Hand hygiene is the simplest, most effective measure for preventing health care
associated infection (Pittet,2001). However, many studies show that adherence to
recommended hand hygiene practice is unacceptably low in health care workers,
presenting a risk to patients (Ward et al, 1997; Pittet et al, 1999).

2. Aim and objectives

Aim:        To promote hand hygiene as evidence-based practice and to define
            responsibilities and actions required for compliance with good hand hygiene
            practice throughout the organisation.

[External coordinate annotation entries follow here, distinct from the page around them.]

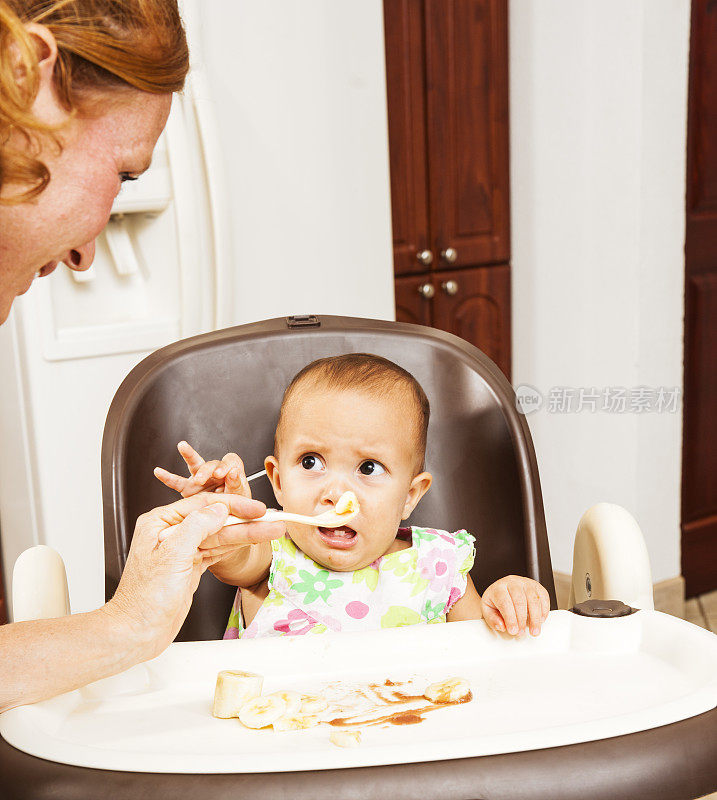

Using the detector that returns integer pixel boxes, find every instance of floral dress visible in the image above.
[224,526,475,639]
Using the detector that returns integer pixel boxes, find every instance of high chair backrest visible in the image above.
[102,316,556,640]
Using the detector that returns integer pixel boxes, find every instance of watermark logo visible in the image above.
[515,383,682,414]
[515,383,543,414]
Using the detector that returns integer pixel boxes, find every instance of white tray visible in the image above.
[0,611,717,773]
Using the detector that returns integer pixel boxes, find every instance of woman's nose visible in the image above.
[62,239,95,272]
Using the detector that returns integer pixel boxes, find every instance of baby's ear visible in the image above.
[401,472,433,519]
[264,456,283,505]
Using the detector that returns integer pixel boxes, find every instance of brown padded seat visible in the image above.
[0,316,717,800]
[102,316,556,641]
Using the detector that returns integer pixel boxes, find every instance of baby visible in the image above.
[155,353,550,638]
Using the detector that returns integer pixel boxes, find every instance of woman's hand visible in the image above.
[154,442,251,497]
[481,575,550,636]
[105,493,285,658]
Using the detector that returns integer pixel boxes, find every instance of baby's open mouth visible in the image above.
[318,525,358,549]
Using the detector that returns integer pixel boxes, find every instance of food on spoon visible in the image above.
[267,691,301,717]
[329,731,361,747]
[273,714,320,731]
[301,694,329,714]
[214,669,264,719]
[239,694,286,728]
[334,492,360,515]
[423,678,472,704]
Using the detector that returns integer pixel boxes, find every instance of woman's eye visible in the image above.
[359,461,386,475]
[301,456,323,472]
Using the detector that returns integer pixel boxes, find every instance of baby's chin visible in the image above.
[287,526,382,572]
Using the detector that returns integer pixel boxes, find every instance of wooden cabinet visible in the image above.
[0,561,8,625]
[384,0,510,376]
[396,265,510,375]
[682,0,717,597]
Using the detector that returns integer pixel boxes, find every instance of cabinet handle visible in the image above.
[416,250,433,267]
[418,283,436,300]
[441,247,458,264]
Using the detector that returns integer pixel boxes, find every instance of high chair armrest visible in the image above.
[12,544,70,622]
[568,503,655,609]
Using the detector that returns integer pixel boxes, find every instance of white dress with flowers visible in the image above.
[224,526,475,639]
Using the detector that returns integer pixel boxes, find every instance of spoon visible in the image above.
[224,492,360,528]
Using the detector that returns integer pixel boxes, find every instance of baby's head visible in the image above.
[265,353,431,571]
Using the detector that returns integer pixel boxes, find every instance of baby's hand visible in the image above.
[154,442,251,497]
[481,575,550,636]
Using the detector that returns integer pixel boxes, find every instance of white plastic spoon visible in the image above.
[224,492,360,528]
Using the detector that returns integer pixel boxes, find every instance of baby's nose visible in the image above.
[321,476,351,506]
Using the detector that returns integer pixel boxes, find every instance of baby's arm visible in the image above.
[446,575,483,622]
[446,575,550,636]
[154,442,251,497]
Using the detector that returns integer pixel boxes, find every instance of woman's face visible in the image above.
[0,74,172,324]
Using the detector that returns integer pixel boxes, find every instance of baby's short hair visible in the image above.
[274,353,431,472]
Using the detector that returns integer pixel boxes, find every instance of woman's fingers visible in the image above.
[527,589,543,636]
[154,467,187,494]
[177,441,204,475]
[508,581,528,633]
[151,492,266,530]
[202,520,286,550]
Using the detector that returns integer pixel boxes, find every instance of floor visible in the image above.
[685,591,717,636]
[685,592,717,800]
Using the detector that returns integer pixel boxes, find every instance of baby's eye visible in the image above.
[301,455,323,472]
[359,460,386,475]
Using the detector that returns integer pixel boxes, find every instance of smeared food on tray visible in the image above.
[214,670,473,747]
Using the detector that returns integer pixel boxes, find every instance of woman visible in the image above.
[0,0,283,711]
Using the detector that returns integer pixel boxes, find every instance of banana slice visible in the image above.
[267,691,303,717]
[239,695,286,728]
[423,678,471,703]
[214,669,264,719]
[329,731,361,747]
[301,694,329,714]
[334,492,359,514]
[273,714,319,731]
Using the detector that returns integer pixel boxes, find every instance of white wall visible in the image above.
[510,0,690,581]
[184,0,394,322]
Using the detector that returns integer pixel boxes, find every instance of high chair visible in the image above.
[0,315,717,800]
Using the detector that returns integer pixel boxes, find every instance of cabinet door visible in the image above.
[426,0,510,268]
[433,265,510,380]
[682,0,717,597]
[395,276,433,325]
[383,0,429,275]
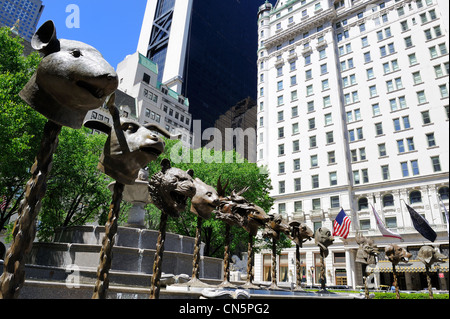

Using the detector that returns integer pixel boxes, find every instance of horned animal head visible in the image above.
[19,21,118,129]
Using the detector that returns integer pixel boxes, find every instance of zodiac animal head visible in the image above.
[191,178,220,219]
[417,246,448,267]
[148,159,196,217]
[384,244,412,265]
[19,21,118,129]
[84,114,171,185]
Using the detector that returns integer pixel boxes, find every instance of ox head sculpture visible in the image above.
[314,227,334,258]
[19,21,118,129]
[355,233,379,265]
[384,244,412,265]
[148,159,196,217]
[84,104,171,185]
[191,178,220,219]
[417,246,448,267]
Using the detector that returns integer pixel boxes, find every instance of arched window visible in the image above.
[358,197,369,210]
[383,194,394,207]
[438,186,448,200]
[409,191,422,204]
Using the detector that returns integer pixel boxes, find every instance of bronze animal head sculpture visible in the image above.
[262,214,291,240]
[417,246,448,267]
[191,178,220,219]
[289,220,314,247]
[216,178,270,236]
[148,159,196,217]
[384,244,412,265]
[84,118,171,185]
[355,233,379,265]
[19,21,118,129]
[314,227,334,258]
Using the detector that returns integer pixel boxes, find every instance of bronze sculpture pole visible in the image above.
[295,244,303,291]
[0,121,62,299]
[269,237,280,290]
[92,182,125,299]
[219,223,234,288]
[0,21,118,299]
[150,212,168,299]
[392,264,400,299]
[191,216,203,282]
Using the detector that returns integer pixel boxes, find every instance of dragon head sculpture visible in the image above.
[148,159,196,217]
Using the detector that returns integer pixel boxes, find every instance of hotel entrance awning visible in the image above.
[366,260,449,273]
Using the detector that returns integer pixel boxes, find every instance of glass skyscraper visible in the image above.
[138,0,275,129]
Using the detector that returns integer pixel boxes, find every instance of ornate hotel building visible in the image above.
[255,0,449,290]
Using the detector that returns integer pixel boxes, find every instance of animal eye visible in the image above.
[72,49,82,58]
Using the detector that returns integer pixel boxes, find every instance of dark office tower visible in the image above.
[138,0,275,130]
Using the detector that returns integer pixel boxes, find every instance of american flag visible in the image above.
[333,209,352,239]
[0,195,8,211]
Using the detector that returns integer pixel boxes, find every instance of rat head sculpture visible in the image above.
[314,227,334,258]
[84,114,171,185]
[191,178,220,219]
[355,233,379,265]
[384,244,412,265]
[148,159,196,217]
[417,246,448,267]
[19,21,118,129]
[289,220,314,247]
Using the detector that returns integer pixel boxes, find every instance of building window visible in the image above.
[381,165,390,181]
[278,181,286,194]
[431,156,441,172]
[294,178,302,192]
[409,191,422,204]
[294,158,300,171]
[311,175,319,188]
[438,186,449,200]
[383,194,394,207]
[330,172,337,186]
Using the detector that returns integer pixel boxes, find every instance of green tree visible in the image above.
[0,28,45,230]
[148,140,273,258]
[38,128,112,241]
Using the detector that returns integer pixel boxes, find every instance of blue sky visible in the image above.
[38,0,147,68]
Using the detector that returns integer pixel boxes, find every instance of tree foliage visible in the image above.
[38,128,112,241]
[148,140,273,258]
[0,28,45,230]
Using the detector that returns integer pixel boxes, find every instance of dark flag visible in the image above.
[405,203,437,242]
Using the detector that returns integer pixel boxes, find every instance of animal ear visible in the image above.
[83,120,111,135]
[31,20,61,55]
[161,158,172,173]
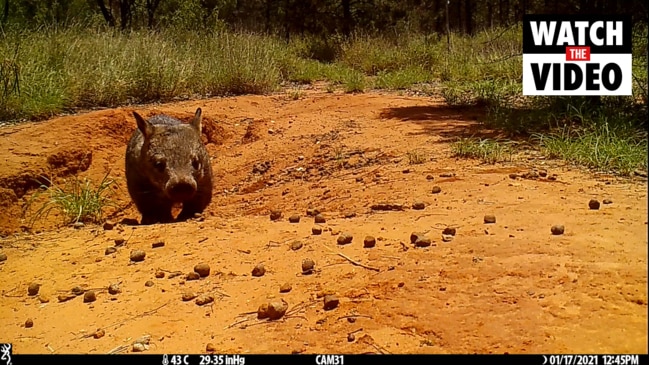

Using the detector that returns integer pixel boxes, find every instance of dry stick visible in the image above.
[322,245,381,271]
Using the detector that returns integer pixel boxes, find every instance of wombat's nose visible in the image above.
[168,182,196,202]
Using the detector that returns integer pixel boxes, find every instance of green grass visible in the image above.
[24,174,116,227]
[451,138,514,164]
[0,26,648,178]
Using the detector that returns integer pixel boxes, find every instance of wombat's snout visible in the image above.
[167,181,196,202]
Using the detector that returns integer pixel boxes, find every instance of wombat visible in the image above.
[126,108,212,225]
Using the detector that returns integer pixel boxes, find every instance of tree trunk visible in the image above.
[95,0,115,27]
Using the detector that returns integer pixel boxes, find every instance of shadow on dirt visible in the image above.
[380,105,501,143]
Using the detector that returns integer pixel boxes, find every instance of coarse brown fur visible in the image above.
[126,108,212,224]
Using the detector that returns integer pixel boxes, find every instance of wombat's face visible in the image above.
[138,112,209,203]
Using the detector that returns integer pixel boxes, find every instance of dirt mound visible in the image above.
[0,91,648,353]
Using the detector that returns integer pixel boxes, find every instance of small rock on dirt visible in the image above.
[108,284,122,295]
[370,203,403,211]
[194,263,210,278]
[252,263,266,277]
[185,271,201,281]
[131,250,146,262]
[196,294,214,305]
[279,283,293,293]
[363,236,376,248]
[270,210,282,221]
[550,224,566,236]
[268,300,288,320]
[57,294,77,303]
[415,236,432,247]
[484,214,496,224]
[133,342,146,352]
[323,294,340,311]
[302,259,315,275]
[83,290,97,303]
[336,233,354,245]
[92,328,106,340]
[27,283,41,297]
[412,201,426,210]
[181,291,197,302]
[442,227,457,236]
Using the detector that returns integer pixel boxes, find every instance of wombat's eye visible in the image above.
[153,160,167,172]
[192,157,201,170]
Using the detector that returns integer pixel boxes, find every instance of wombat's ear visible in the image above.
[133,112,153,139]
[191,108,203,133]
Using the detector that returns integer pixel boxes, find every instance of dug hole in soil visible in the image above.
[0,90,647,354]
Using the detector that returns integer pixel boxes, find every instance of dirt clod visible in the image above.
[194,263,210,278]
[484,214,496,224]
[363,236,376,248]
[313,214,327,224]
[442,227,457,236]
[550,224,566,236]
[195,294,214,305]
[108,284,122,295]
[92,328,106,340]
[302,259,315,275]
[252,263,266,277]
[185,271,201,281]
[270,210,282,221]
[27,283,41,297]
[83,290,97,303]
[279,283,293,293]
[323,294,340,311]
[130,250,146,262]
[412,201,426,210]
[181,291,197,302]
[415,236,432,247]
[336,233,354,245]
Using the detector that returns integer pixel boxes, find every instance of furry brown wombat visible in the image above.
[126,108,212,224]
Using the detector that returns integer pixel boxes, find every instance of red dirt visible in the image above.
[0,91,648,354]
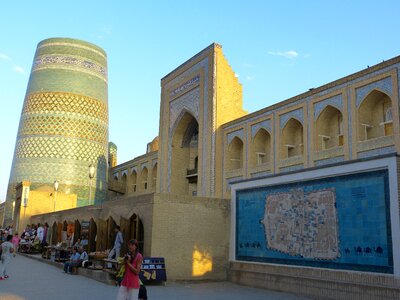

        To identify the importance of hand hygiene in the prevention of health care
         associated infection.
        To identify strategies to implement the policy and improve compliance with
         good hand hygiene practice.
        To describe the key elements of good hand hygiene practice

3. Legal Framework

The Health Act (2006) ‘A Code of Practice for the Prevention and Control of Health Care
Associated Infections’;

4. Duties

It is the responsibility of all staff to ensure they maintain good hand hygiene.

It is the responsibility of the Infection Control Team to ensure all staff are aware of the
processes and means to maintain good hand hygiene.

It is the responsibility the Trust to ensure that the appropriate systems are in place to
enable all staff to maintain good hand hygiene.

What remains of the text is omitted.